Такой ответ его откровенно шокировал. Странный доктор пошутил или сознательно вводит его в заблуждение? Но зачем, какой в этом смысл?
– Так разве бывает? – не удержался Дед Мороз. – У меня совсем ничего не болит, шрама почти не видно, а вы говорите, что потрошили меня вчера?
– Я вас не потрошил, а оперировал, – выпрямившись, пробуравил его холодным взглядом Доктор. – Вы забыли о моих условиях? Одно из них касалось моих лечебных методик, которые для вас остаются в тайне.
– Да я помню, – спохватился Раев. – Прошу меня извинить. Просто все это так необычно…
– Надеюсь, о главном условии вы тоже помните? – вонзил в него взгляд черных глаз Подземный Доктор. – Не хочу вас пугать, но «кидать» меня не советую. Вы ведь не знаете, на сколько долго я завел ваше сердце.
– Да помню я, помню, – с нарастающим раздражением ответил Дед Мороз, который как раз и собирался «кинуть» доктора. – Будет вам Гл…
– Тихо! – резко прервал его Доктор. Даже рукой дернул, будто собрался то ли зажать ему рот, то ли ударить. – То, что между нами обсуждалось, между нами должно и остаться. Данное условие я не оговаривал отдельно, думая, что это понятно и так.
– Мне все понятно. Просто я еще не вполне в себе. Видимо, не до конца отошел от наркоза… – Раев не привык оправдываться и, чтобы увести разговор с неприятной темы, спросил: – А кто такой Николай?
– Николай?.. – бросив стремительный как молния взгляд на стоявшую поодаль сиделку, удивленно переспросил Подземный Доктор. – Понятия не имею. Может быть, вы?
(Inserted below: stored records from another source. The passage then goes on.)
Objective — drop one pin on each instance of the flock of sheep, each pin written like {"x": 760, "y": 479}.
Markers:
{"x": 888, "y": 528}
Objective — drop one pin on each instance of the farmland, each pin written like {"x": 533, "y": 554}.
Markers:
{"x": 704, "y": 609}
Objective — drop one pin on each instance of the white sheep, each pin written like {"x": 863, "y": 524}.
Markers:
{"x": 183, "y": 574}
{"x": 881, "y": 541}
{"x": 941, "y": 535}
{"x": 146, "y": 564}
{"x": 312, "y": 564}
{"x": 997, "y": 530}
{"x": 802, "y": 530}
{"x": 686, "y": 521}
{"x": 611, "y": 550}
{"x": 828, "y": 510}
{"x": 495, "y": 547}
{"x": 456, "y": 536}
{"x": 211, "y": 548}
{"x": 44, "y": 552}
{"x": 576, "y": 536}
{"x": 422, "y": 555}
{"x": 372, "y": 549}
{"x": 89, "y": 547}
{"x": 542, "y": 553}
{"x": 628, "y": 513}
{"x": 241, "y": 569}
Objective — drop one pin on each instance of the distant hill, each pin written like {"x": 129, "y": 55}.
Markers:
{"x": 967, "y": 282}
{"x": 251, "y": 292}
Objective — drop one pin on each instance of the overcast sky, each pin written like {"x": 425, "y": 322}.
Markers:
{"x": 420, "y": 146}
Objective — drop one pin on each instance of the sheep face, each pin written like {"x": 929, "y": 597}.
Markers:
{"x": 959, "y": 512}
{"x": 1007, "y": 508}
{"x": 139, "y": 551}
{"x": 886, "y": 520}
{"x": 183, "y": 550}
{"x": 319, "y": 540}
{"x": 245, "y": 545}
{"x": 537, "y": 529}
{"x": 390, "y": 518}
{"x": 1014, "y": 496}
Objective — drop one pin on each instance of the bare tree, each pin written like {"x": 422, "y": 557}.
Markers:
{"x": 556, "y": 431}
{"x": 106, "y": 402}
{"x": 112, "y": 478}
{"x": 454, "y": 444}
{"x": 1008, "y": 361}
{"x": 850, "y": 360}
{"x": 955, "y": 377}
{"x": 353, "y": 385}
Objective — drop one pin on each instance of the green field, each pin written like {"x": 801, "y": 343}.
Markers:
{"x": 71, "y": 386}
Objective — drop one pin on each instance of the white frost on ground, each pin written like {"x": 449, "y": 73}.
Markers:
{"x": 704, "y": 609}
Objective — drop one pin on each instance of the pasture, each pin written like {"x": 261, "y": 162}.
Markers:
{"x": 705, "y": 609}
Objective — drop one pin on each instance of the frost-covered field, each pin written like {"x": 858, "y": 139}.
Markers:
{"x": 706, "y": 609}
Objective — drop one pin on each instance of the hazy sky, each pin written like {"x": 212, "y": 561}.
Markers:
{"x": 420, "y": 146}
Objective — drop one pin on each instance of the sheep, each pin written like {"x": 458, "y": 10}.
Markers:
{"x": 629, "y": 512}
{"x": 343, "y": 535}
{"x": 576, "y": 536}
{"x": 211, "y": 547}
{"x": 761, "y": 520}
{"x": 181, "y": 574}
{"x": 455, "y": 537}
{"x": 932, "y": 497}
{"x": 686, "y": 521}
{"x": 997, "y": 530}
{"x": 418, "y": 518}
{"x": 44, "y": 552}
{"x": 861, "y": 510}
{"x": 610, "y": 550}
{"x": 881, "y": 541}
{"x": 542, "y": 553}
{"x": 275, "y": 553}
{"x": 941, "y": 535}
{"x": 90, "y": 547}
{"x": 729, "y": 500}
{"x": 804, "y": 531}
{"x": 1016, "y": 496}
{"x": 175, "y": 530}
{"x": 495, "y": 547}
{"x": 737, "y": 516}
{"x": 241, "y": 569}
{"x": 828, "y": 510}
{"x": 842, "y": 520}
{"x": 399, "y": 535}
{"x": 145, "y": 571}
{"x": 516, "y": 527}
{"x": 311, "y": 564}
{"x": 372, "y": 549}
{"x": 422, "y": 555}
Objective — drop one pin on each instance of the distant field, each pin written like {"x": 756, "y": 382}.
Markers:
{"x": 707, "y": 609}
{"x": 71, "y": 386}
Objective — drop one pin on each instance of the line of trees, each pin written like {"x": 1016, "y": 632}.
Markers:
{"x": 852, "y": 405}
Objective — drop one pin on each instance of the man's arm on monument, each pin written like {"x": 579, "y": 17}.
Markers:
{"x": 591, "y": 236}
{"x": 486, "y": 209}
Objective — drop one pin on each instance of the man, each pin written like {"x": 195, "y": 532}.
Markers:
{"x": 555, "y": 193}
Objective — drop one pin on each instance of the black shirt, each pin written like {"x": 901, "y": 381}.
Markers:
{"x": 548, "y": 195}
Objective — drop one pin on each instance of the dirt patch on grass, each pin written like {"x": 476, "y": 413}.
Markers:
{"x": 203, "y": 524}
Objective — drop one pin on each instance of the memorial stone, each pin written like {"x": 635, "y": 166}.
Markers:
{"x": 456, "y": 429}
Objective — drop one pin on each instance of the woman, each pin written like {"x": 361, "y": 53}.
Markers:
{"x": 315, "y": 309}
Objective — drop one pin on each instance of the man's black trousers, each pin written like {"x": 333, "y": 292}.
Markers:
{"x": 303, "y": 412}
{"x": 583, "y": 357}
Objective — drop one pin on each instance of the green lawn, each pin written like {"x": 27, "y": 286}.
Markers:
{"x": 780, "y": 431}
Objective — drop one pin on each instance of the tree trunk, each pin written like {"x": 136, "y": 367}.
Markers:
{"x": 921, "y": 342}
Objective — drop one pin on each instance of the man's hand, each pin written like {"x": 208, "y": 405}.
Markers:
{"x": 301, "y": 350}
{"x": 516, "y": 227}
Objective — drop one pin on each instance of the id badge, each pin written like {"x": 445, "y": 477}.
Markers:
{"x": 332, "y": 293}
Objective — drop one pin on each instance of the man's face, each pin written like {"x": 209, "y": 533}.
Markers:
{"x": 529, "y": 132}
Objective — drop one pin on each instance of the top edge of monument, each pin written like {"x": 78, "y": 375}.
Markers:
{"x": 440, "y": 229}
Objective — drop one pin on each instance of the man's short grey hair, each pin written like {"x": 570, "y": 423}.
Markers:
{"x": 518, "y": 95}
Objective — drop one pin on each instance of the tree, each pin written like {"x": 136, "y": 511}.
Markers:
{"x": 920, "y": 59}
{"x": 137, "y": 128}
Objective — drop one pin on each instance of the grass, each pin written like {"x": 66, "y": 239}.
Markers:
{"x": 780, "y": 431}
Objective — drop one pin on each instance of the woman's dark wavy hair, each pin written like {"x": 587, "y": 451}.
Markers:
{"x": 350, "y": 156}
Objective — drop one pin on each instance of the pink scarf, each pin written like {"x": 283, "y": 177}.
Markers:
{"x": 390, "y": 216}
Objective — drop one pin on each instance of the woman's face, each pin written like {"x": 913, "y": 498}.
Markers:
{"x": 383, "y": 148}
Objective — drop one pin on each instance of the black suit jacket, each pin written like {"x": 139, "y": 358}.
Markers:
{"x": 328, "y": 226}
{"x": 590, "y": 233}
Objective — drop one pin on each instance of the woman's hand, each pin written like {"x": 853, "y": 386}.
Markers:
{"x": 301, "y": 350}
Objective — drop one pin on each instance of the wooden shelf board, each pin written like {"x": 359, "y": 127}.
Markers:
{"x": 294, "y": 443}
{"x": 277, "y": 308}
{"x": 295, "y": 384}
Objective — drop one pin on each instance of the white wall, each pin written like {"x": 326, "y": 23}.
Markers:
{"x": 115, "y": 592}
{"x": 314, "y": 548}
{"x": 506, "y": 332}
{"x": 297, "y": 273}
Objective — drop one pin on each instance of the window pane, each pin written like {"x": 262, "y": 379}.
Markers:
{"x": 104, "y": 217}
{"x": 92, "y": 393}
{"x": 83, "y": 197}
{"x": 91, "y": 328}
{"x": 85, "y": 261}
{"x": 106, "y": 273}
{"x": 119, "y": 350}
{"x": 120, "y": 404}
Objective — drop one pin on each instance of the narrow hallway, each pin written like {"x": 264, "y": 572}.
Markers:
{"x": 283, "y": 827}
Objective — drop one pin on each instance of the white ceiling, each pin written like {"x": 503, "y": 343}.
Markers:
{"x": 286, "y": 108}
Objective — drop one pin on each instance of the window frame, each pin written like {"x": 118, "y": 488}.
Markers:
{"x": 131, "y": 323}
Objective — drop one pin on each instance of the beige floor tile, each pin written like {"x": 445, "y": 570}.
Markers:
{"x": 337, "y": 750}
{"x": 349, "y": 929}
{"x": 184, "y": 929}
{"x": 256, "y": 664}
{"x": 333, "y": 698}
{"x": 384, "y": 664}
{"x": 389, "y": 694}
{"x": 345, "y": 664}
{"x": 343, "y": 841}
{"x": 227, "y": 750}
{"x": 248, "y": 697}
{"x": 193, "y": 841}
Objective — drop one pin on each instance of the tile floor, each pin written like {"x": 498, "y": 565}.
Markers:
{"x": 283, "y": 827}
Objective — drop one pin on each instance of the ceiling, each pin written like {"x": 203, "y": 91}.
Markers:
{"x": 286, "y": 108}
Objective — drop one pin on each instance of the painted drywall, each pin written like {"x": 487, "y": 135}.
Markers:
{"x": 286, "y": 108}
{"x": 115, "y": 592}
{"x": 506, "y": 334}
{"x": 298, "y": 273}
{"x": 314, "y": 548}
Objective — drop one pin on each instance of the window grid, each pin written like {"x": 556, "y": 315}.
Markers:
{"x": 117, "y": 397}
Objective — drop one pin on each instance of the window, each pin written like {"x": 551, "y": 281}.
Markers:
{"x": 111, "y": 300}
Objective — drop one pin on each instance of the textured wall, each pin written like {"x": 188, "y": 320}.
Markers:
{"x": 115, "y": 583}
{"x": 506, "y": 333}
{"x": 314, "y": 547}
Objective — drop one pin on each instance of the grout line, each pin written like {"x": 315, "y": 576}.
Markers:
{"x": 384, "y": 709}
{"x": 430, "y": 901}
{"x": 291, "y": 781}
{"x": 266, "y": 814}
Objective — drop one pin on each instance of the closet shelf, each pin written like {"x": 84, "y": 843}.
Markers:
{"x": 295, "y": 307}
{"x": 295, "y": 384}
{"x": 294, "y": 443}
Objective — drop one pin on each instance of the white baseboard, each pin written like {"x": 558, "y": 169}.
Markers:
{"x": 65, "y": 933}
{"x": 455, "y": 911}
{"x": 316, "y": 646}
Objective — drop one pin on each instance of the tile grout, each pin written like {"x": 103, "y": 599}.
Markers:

Дед Мороз, Санта Клаус – он же святой Николай… Нет?
– Вообще-то меня зовут Вячеслав…
– Приятно познакомиться, – коротко кивнул Доктор. Потом набросил на грудь Раеву одеяло и, направившись к двери, бросил через плечо: – Если все будет хорошо, вернем вас завтра домой. – А потом буркнул сиделке: – Евдокия, выйди со мной.
Вскоре женщина вернулась – бледная, с красными от слез глазами. Больше она не произнесла ни слова, даже когда принесла и подала Деду Морозу одну за другой две кружки: с бульоном и с водой. Раева так и подмывало выпытать у нее, кто же такой Николай и почему он должен жить вместо него, но все-таки сумел удержаться. Хозяин наверняка устроил сиделке взбучку за длинный язык, и теперь от нее вряд ли чего добьешься, а вот доложить о его расспросах Подземному Доктору – точно доложит.
Впрочем, Вячеслав Михайлович дураком далеко не был, и вывод уже напрашивался сам: Николай – это донор, именно его сердце бьется сейчас в непостижимо умело зашитой груди. Недаром сиделка так сердито разговаривала с ним – жалела, небось, этого Николая. И все же странно: Доктор пожертвовал жизнью одного из своих людей, чтобы спасти его… И ради чего?.. Нет, не «чего», а «кого». Ради Глеба. Но зачем ему Глеб? Неужели этот высокомерный безумец задумал шантажировать Святую? Но чего он добивается? Занять ее место?.. Что ж, может, и так. Но ведь Подземный Доктор должен понимать, что в одиночку с храмовниками не справится, будь он хоть семи пядей во лбу. Чтобы удержать их в повиновении, по крайней мере сначала, нужна реальная сила. Или она у Доктора тоже имеется?.. Что он вообще знает об этом непонятно откуда вынырнувшем безбашенном наглеце? Неужто тот с целой армией слуг столько лет тихо сидел в тайном от всех подземелье?